Step 3. Extend your program to integrate over a circular region in the \((u,v)\) plane (that is, the camera's aperture) to produce less-noisy images with shallow depth of field. As we discussed in lecture, this operation corresponds to integrating along a 2D subspace for each pixel. The subspaces can be calculated using the same equations, moving the \((s,t)\) plane rather than the \((u,v)\) plane. Include an adjustment that controls the size of the circular region, so that the camera can be virtually stopped down continuously from the full aperture all the way to a point sample (which corresponds to a single subaperture image as in step 1).

Demonstrate your results by generating images focused at different distances and with different aperture sizes.

To hand in, write a complete report following the guidelines above, including all the images you generated. Use a variety of test images, and show results from more than one image whenever it is illustrative. The writeup will have a lot of images, and you may want to lay it out using smaller thumbnails inline that link to the full-res images. For consistency make the images 600 by 600 pixels.

Presentations

Each student will present and lead discussion of a research paper from the recent computational photography literature. These presentations will be scattered throughout the semester.

About CS6640

Questions, help, discussion: The instructor is available to answer questions, advise on projects, or just to discuss interesting topics related to the class at office hours (see my web page) and by informally scheduled meetings as needed. For electronic communication we are using Piazza (handy link also at the top of this page). Please sign yourself up for the class! Piazza has been a great medium for getting questions answered quickly.

Academic integrity: I assume the work you hand in is your own, and the results you hand in are generated by your program. You're welcome to read whatever you want to learn what you need to do the work, but I do expect you to build your own implementations of the methods we are studying.
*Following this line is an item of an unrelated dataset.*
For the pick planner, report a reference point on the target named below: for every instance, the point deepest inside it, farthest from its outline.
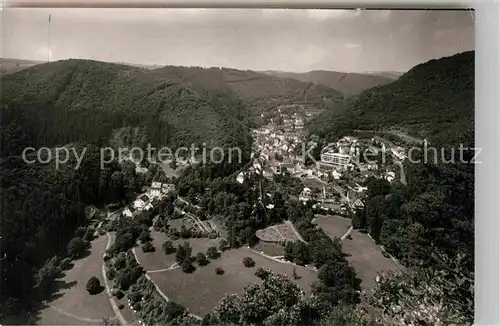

If you're ever in doubt, just include a citation in your code or report indicating where some idea came from, whether it be a classmate, a web site, another piece of software, or anything—this always maintains your honesty, whether the source was used in a good way or not.

Bibliography

A very under-construction list of the books, research papers, and other places where you can read more about the material we have been or will soon be covering.

Adams, Ansel. The Camera. Little, Brown, 1980.

Adams, Ansel. The Negative. Little, Brown, 1980.

Adams, Ansel. The Print. Little, Brown, 1980.

Burch, J.M. Matrix Methods in Optics. Dover, 1975. —a somewhat old-fashioned book but with a nice explanation of gaussian optics from a matrix standpoint.

Kingslake, Rudolf. Optics in Photography. SPIE Press, 1992. —a nice readable account of traditional lens design.

London, Stone, and Upton. Photography, 10e. Prentice Hall, 2011. —a good general text on photography, including how to use cameras and other tools effectively and how to make compelling images.

Ng, Ren. Digital Light Field Photography. PhD thesis, Stanford University. —a very well written and illustrated discussion of light field cameras and many of the implications of this technology.

Szeliski, Richard. Computer Vision: Algorithms and Applications. Springer, 2010. (also online) —a good general reference on computer vision methods, with particularly good coverage of topics relevant to photography.